Nikujaga (肉じゃが) Japanese Beef and Potato Stew step by step
- Mix dashi powder with warm water..
- In a medium saucepan, heat oil on medium heat. Fry the beef until no longer pink..
- Add potatoes and other optional vegetables (e.g. carrots)..
- Add dashi mixture, soy sauce, mirin, and sugar (if desired). Bring to a boil and skim off the scum from the top. DO NOT STIR IT! The drop lid used in the next step will take care of spreading the flavours..
- Lower heat to medium low and cover with a drop lid (otoshibuta) and let simmer for 30 minutes. If you don't have an otoshibuta you can improvise one with a bit of aluminium foil large enough to rest on top of the stew with small holes poked through it with a knife..

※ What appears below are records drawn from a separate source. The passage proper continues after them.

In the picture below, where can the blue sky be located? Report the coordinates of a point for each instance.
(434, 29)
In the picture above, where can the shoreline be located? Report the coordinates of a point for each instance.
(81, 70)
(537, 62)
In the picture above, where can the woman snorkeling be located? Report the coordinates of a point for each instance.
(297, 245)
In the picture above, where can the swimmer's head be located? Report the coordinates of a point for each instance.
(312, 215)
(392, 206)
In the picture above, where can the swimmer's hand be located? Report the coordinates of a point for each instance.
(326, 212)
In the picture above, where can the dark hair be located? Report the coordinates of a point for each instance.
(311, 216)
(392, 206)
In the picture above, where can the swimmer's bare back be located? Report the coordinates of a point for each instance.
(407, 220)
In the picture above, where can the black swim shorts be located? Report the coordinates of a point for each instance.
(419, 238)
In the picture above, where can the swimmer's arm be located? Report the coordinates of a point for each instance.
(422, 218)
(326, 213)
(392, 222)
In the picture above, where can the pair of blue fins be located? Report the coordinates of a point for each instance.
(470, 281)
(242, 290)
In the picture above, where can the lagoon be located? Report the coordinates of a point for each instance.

Everything was delicious, but there was something. With beef and potatoes simmered in a sweet soy stock until meltingly tender, Nikujaga (肉じゃが), or "meat potatoes" is Japanese comfort food at its If Japan had burly roughnecks and lumberjacks, Nikujaga (肉じゃが) would be their meal. It's a real work horse of the Japanese home kitchen and. The resulting Japanese-style beef stew, dubbed nikujaga, began to appear in Navy cookbooks across Japan. Since then, the recipe has trickled down from the hands of navy chefs to the kitchens of families across Japan. "Nikujaga", Japanese-style Beef and Potato Stew Recipe.